Quite a lot of the people I pay attention to online – often, the Open Education / tech ethics crowd – use Weeknotes to keep track of their many projects, links and creations. I find the weeknote structure appealing, so I’m going to test it out as a way to a) keep a better track of the (many) things I start and don’t finish, b) talk about some of the interesting articles I read or games I play that wouldn’t ever make it into a full blog post or review. (I won’t be doing predominantly work-focused weeknotes – they’ll mostly be a reading list/link roundup – but I’ll mention work if there’s something interesting to include.)
Articles
A few days ago, I read this article about how smartphones are helping illiterate women in India by giving them a way to socialise with people outside of their household, run businesses, take part in activism and report information to journalists, all through voice commands and sharing images. This really made me think, because I’m someone who needs to write things down to make sense of them, and who learns everything by reading it, so I cannot comprehend what not having that option must feel like. The article describes how one of the women, Mallika, can now use WhatsApp to talk to a friend – before smartphones and data plans, she had to climb a mountain to communicate with them.

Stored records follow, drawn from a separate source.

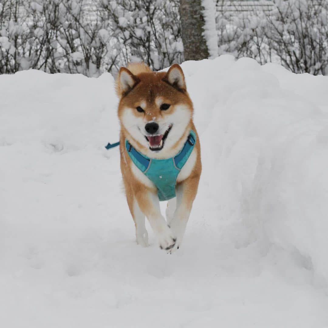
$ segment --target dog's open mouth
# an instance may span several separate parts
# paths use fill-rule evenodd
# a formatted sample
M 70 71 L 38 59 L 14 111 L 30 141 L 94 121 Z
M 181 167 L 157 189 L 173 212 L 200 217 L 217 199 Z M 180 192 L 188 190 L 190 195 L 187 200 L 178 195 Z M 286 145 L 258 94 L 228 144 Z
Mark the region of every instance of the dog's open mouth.
M 163 134 L 145 136 L 147 141 L 148 141 L 148 146 L 151 150 L 154 151 L 160 150 L 163 149 L 164 147 L 164 143 L 165 142 L 165 140 L 167 138 L 169 133 L 172 129 L 172 125 L 171 124 Z

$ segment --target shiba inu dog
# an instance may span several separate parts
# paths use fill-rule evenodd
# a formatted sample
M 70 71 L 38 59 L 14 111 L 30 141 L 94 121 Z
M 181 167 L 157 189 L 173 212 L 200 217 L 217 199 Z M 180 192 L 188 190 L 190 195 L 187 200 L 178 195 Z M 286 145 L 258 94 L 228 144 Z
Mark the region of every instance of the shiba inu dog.
M 201 171 L 183 72 L 177 64 L 167 72 L 130 64 L 120 70 L 116 90 L 121 170 L 137 242 L 148 245 L 146 216 L 160 248 L 172 252 L 181 245 Z M 169 200 L 167 222 L 160 200 Z

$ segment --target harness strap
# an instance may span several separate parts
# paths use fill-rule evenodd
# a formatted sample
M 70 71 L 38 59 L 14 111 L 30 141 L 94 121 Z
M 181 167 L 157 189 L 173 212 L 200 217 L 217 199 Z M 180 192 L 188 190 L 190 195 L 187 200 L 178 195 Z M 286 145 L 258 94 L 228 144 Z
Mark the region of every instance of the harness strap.
M 177 154 L 162 159 L 151 159 L 143 155 L 127 140 L 125 140 L 125 148 L 136 166 L 156 186 L 159 200 L 167 200 L 175 196 L 176 179 L 192 152 L 196 141 L 196 134 L 191 131 Z

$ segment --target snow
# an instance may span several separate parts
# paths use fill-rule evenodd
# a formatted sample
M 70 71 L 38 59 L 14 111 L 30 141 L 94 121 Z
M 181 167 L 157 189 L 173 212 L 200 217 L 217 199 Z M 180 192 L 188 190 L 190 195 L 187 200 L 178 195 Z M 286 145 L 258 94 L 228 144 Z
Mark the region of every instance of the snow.
M 136 244 L 112 76 L 0 76 L 2 325 L 328 326 L 328 78 L 182 67 L 203 171 L 172 255 Z
M 215 20 L 215 4 L 214 0 L 202 0 L 202 5 L 204 8 L 203 11 L 205 21 L 204 35 L 210 53 L 209 58 L 214 59 L 217 57 L 218 52 Z

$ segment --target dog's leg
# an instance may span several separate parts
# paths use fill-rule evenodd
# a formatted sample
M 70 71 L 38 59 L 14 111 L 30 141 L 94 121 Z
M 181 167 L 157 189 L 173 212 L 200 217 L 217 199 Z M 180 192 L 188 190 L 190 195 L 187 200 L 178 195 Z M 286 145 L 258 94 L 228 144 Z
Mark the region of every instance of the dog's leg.
M 157 236 L 159 247 L 166 250 L 171 249 L 176 239 L 161 214 L 157 194 L 142 188 L 135 196 L 141 211 L 147 217 Z
M 177 249 L 181 244 L 186 227 L 189 218 L 198 187 L 199 177 L 189 178 L 181 182 L 176 187 L 176 209 L 170 226 L 176 242 L 172 248 L 172 253 Z
M 174 197 L 170 199 L 167 202 L 167 206 L 166 207 L 166 210 L 165 214 L 166 215 L 166 221 L 167 223 L 170 225 L 171 221 L 173 218 L 174 212 L 176 208 L 176 197 Z
M 145 225 L 145 215 L 141 211 L 138 203 L 133 202 L 133 219 L 135 226 L 137 243 L 144 247 L 148 246 L 148 233 Z

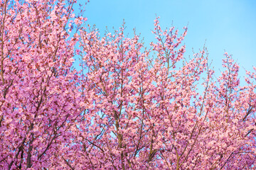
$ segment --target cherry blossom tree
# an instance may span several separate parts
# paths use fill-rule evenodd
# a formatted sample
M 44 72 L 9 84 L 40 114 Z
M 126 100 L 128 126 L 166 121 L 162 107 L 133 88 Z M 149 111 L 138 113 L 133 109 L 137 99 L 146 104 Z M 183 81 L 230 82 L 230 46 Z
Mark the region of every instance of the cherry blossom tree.
M 0 2 L 1 169 L 52 169 L 66 161 L 68 123 L 80 112 L 71 69 L 78 39 L 68 26 L 74 3 Z
M 239 66 L 225 53 L 215 79 L 206 48 L 184 57 L 186 28 L 179 35 L 162 30 L 158 18 L 154 26 L 149 50 L 136 34 L 125 37 L 124 26 L 102 38 L 95 28 L 81 31 L 86 109 L 73 167 L 253 169 L 255 74 L 241 86 Z
M 102 36 L 75 2 L 1 1 L 1 169 L 255 169 L 255 67 L 242 86 L 225 53 L 215 77 L 186 28 Z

Now, on to ice cream trucks. I found this article interesting, because its a really good example of how one person being in the right place at the right time (and knowing the right person) can change an entire industry or movement. Finding out that the company which makes the music boxes inside 97% of all ice-cream trucks consists of just 2 people really reminded me that so many of the things we’re familiar with are the results of decisions made by a handful of people.
Video
Clutching at Random Straws — This is a talk given by stand-up mathematician Matt Parker, to a school in England. It’s a great discussion, with practical and funny demonstrations, of how easily we can be misled when it comes to data. For example, Parker shows the students how collecting large amounts of data can fool us into finding “impossible” co-incidences easily, and how we can easily be influenced into hearing patterns such as messages in music played backwards. All of this is done in a way that doesn’t require high-level maths knowledge, and its a really clear introduction to some of the ways that we can be misled by data.